Hubert Church

Hubert Church Poems

Hubert Church Biography

Hubert Church was an Australian poet and novelist who spent much of his life working as a civil servant in Wellington for the government of New Zealand.

He was born Hubert Newman Wigmore Church on the 13th June 1857 in Hobart, Tasmania.  His barrister father, whose English family tree included the Civil War Parliamentarian John Hampden, had emigrated from Somerset to make a new life in Australia.  When Hubert was eight years old he was sent back to the mother country for an education in Guildford and then Felstead.  He suffered an unfortunate accident at the age of 12 playing cricket.  The ball struck him on the head causing total deafness.  Despite this he managed to make a life for himself, reading avidly books covering many different topics.  He remained in England until about 1873 when he travelled to New Zealand, spending a brief period studying law at Blenheim before taking up a position in the treasury department in Wellington.

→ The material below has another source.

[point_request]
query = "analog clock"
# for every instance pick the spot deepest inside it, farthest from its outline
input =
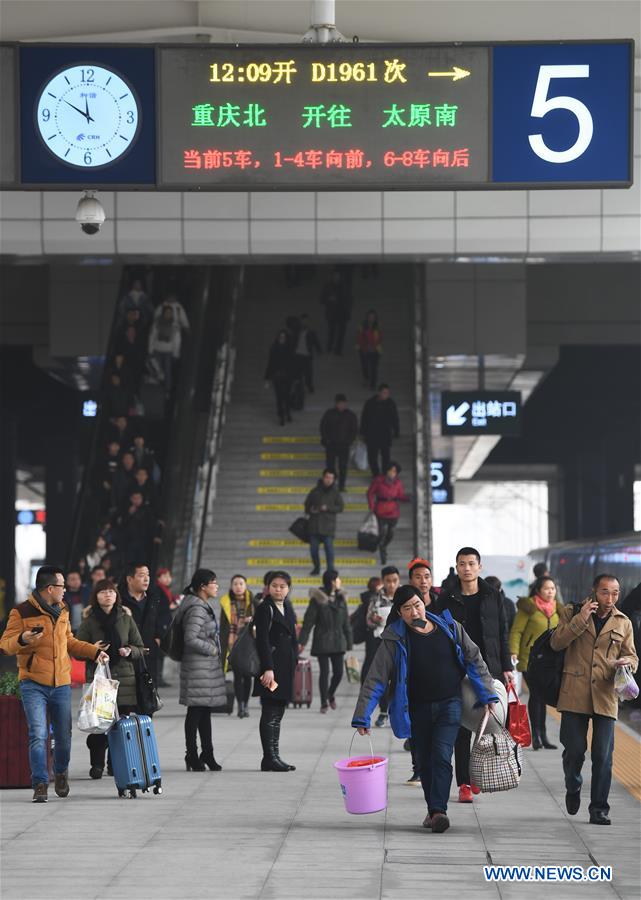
(88, 116)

His literary development came late with a first collection of poems, called The West Wind, coming out in 1902 when Church was 45 years old.   Two further volumes followed:  Poems in 1904 and Egmont four years later.  He took early retirement from his treasury job in 1911 and moved to Melbourne to concentrate on writing.  A compilation of some new and some old verses was published in 1912 and then he decided to travel to England to aid the war effort in a voluntary capacity.  While there he wrote a novel called Tonks, a New Zealand Yarn which was about an English nobleman’s amusing journey discovering the North Island.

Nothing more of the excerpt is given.